Centre for Organismal Studies

Abteilung Tierphysiologie / Entwicklungsbiologie

Im Neuenheimer Feld 504

Tel: +49-(0)6221/54-6254

Fax:: +49-(0)6221/54-6162

e-Mail: rebecca.hellfeld@uni-heidelberg.de

 

 

 
 

 

Dissertation title:

Danio rerio as model system for teratogenicity testing.

Short description:

In recent years there has been an increasing interest in switching from the “black box” animal-test systems to alternatives. Since 1981 the Organisation of Economic Co-operation and Development (OECD) has been actively working towards increasing animal welfare and with the 2013 published OECD guideline 236 this quest has taken on new dimensions. This has led to a shift in the scientific community, which is now set on finding working alternatives such as human cell responses. With this in mind, the flagship programme EU-ToxRisk started in 2016, driving mechanism-based toxicology testing and risk assessment for the 21st century. Here, a consortium of 39 international partners are aiming to fundamentally change the concept of toxicology and the current tests used, hoping to develop animal-free chemical safety tests. The new methods used in this project will involve in silico, as well as in vitro tests with human relevance, aspiring to translate post-exposure molecular mechanisms into useful information for safety testing strategies. Among the cooperating partners are experts from field such as cell biology, -omics technologies, systems biology and computational modelling, in order to fully define the functional mechanisms between a given chemical substance and their toxic effects.
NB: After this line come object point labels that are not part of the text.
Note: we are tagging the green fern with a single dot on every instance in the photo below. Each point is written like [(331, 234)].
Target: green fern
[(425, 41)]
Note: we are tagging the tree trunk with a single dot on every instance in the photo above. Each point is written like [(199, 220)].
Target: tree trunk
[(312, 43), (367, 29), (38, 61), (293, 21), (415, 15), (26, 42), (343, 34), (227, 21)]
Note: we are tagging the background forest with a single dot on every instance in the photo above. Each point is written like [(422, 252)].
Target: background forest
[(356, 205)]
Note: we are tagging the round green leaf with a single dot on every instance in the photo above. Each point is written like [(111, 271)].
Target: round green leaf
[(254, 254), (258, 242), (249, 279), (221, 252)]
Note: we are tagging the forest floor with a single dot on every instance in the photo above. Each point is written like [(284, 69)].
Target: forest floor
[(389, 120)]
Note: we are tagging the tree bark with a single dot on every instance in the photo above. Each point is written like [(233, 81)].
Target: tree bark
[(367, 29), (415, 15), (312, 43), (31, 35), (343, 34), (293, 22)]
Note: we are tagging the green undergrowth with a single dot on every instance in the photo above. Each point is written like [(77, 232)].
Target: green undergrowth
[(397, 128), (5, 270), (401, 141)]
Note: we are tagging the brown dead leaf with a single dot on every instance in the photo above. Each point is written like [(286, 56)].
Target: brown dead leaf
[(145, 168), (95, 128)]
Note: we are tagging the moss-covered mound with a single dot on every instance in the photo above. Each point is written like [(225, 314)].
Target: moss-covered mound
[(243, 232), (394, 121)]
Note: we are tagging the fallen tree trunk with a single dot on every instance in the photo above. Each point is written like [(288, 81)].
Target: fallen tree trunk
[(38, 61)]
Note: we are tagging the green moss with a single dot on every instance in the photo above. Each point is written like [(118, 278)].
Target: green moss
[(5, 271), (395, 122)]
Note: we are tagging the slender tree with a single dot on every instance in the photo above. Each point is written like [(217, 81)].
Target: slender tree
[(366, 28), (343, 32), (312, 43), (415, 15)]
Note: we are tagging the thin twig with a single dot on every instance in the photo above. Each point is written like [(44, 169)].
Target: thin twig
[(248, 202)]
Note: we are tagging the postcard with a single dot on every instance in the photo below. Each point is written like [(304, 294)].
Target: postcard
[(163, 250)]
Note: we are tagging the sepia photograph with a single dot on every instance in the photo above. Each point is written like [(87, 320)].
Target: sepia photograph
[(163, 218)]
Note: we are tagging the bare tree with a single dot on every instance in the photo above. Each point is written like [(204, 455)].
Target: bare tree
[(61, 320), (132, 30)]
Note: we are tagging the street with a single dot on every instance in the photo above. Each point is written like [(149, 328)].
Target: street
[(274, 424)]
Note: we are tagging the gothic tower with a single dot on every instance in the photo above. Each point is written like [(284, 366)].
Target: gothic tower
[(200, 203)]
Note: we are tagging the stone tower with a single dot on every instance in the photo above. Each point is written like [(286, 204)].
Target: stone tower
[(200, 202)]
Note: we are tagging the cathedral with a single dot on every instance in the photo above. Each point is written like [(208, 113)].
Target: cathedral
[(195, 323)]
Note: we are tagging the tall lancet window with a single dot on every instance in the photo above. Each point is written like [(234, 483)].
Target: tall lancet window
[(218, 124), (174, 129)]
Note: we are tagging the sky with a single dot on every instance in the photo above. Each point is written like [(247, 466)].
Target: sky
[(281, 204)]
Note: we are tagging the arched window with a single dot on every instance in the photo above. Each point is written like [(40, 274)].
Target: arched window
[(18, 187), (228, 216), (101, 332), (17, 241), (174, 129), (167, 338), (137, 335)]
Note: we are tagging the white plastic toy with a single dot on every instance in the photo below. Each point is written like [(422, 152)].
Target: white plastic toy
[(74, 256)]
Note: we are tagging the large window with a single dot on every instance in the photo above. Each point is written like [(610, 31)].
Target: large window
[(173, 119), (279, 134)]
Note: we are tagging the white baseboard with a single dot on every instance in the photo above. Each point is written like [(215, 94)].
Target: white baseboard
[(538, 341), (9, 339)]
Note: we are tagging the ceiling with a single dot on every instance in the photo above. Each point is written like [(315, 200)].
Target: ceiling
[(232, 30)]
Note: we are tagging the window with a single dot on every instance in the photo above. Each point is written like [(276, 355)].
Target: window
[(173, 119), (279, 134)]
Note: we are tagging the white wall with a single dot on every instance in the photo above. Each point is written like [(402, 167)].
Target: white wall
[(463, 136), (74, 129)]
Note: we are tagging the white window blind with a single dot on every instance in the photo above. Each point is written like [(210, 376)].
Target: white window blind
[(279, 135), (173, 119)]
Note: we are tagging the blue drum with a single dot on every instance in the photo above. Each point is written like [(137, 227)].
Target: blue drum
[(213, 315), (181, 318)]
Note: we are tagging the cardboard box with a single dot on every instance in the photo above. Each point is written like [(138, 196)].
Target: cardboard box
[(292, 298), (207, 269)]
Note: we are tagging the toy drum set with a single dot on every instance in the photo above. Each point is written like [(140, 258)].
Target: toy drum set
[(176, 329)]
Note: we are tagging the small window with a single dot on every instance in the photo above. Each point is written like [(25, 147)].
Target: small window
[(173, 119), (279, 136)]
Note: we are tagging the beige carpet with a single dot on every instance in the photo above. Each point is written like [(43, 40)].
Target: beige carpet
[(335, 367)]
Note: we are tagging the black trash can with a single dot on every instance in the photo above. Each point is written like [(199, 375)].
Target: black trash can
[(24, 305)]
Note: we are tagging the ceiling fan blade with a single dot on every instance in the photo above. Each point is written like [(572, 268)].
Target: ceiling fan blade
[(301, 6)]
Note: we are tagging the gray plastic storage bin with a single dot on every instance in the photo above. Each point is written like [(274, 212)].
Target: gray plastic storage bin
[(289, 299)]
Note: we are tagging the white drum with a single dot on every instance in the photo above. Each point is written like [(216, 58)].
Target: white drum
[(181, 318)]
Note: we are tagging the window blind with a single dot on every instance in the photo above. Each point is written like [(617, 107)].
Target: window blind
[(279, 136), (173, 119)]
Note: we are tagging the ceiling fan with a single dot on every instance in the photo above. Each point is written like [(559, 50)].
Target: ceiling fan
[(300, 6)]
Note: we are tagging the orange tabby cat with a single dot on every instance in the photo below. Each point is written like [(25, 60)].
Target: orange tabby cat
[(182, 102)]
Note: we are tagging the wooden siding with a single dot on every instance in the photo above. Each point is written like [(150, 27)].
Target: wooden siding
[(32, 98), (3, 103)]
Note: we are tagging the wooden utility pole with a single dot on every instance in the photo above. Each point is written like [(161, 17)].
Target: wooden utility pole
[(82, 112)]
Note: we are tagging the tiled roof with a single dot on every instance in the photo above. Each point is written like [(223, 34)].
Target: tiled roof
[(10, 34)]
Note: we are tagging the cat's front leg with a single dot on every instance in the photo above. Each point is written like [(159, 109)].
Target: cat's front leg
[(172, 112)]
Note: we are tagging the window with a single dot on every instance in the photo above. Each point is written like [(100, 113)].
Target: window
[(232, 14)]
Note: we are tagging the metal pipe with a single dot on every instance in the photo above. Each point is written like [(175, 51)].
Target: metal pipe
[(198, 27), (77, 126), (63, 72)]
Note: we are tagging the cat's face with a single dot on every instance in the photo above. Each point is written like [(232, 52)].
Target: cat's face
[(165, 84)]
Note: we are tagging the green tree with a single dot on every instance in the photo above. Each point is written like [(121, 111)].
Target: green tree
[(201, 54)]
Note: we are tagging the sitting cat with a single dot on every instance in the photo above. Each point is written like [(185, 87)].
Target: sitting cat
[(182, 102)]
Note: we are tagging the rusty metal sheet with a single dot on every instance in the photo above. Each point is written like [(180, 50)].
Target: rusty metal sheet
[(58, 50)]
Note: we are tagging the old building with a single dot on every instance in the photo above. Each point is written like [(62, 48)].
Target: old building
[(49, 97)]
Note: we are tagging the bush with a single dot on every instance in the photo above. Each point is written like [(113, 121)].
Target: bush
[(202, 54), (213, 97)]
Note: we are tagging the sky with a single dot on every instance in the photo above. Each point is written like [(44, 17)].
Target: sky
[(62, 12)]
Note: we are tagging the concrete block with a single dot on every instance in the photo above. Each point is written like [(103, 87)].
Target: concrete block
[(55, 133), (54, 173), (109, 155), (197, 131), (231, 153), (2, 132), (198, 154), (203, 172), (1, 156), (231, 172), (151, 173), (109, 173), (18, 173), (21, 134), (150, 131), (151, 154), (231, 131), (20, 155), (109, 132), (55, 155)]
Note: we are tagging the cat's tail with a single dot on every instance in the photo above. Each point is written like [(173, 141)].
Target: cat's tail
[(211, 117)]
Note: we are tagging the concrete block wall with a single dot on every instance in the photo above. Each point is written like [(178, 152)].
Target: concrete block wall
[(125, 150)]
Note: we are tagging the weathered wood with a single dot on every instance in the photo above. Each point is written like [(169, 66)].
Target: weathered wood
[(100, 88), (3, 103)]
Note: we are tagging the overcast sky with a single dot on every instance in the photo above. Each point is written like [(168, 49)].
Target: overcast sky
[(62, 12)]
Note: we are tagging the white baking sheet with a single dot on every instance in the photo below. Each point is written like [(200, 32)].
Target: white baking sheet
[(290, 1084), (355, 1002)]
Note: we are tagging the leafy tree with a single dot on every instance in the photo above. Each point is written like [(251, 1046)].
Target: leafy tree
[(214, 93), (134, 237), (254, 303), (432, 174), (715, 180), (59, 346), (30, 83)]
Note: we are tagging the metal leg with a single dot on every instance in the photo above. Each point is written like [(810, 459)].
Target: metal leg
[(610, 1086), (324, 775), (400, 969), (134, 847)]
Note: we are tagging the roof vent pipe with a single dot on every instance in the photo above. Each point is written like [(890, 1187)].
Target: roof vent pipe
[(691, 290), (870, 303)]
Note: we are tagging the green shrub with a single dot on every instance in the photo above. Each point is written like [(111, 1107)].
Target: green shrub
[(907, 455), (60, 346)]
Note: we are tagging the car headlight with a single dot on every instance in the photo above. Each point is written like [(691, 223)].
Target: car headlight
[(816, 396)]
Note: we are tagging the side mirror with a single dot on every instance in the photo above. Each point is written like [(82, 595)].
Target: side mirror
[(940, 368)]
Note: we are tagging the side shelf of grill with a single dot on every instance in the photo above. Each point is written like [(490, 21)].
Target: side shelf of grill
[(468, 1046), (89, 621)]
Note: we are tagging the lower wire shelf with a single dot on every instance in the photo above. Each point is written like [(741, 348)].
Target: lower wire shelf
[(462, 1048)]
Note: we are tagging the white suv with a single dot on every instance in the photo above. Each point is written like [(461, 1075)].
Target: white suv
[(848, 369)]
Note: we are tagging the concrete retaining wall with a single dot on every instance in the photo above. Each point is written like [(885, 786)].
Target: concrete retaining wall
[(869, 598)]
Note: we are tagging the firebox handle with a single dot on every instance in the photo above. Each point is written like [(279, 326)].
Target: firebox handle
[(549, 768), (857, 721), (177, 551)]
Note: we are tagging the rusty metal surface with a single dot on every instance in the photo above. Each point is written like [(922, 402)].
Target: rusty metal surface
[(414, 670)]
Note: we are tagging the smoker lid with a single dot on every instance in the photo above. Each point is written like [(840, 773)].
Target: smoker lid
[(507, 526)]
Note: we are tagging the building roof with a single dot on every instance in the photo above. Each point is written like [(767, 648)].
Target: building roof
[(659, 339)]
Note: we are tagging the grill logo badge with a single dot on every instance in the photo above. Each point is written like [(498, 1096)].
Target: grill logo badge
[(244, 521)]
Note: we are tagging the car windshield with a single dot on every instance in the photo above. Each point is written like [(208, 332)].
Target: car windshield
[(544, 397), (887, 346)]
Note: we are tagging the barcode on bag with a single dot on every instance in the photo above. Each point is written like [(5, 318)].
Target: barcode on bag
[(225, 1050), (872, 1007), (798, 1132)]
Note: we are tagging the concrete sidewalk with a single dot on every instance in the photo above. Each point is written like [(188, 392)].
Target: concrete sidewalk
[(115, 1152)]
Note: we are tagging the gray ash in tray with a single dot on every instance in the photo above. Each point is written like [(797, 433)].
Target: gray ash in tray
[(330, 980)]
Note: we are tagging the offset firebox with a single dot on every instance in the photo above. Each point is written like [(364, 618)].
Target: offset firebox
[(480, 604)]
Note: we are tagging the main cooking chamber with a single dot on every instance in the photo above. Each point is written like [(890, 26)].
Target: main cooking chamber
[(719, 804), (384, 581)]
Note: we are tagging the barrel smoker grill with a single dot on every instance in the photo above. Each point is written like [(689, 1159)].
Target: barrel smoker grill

My research in this project focusses on the various possible toxic effects compounds such as valproic acid (anti-epileptic), carbaryl (pesticide), and triphenylphosphate (flame retardant), as well as more well-known compounds like ibuprofen and paracetamol, among others, on zebrafish larvae (Danio rerio) using the classical fish embryo test. These compounds were selected due to the growing indicators that they may be neurotoxic, making it vital to understand their mechanisms and threats. Moreover, the fact that water-soluble compounds have very diverse effects on organisms makes it even more necessary to address their impacts and select modes of action, which are then used to create extrapolation schemes to support risk assessment and ecotoxicological research. Zebrafish embryo tests have been conducted in the past and have shown a great insight into the understanding the mechanisms of toxicology and organism processes after exposure. The zebrafish system has been found to show very similar responses to chemical exposure as humans, making them great model organisms to work with when assessing toxicological and hazardous effects on the health status of humans.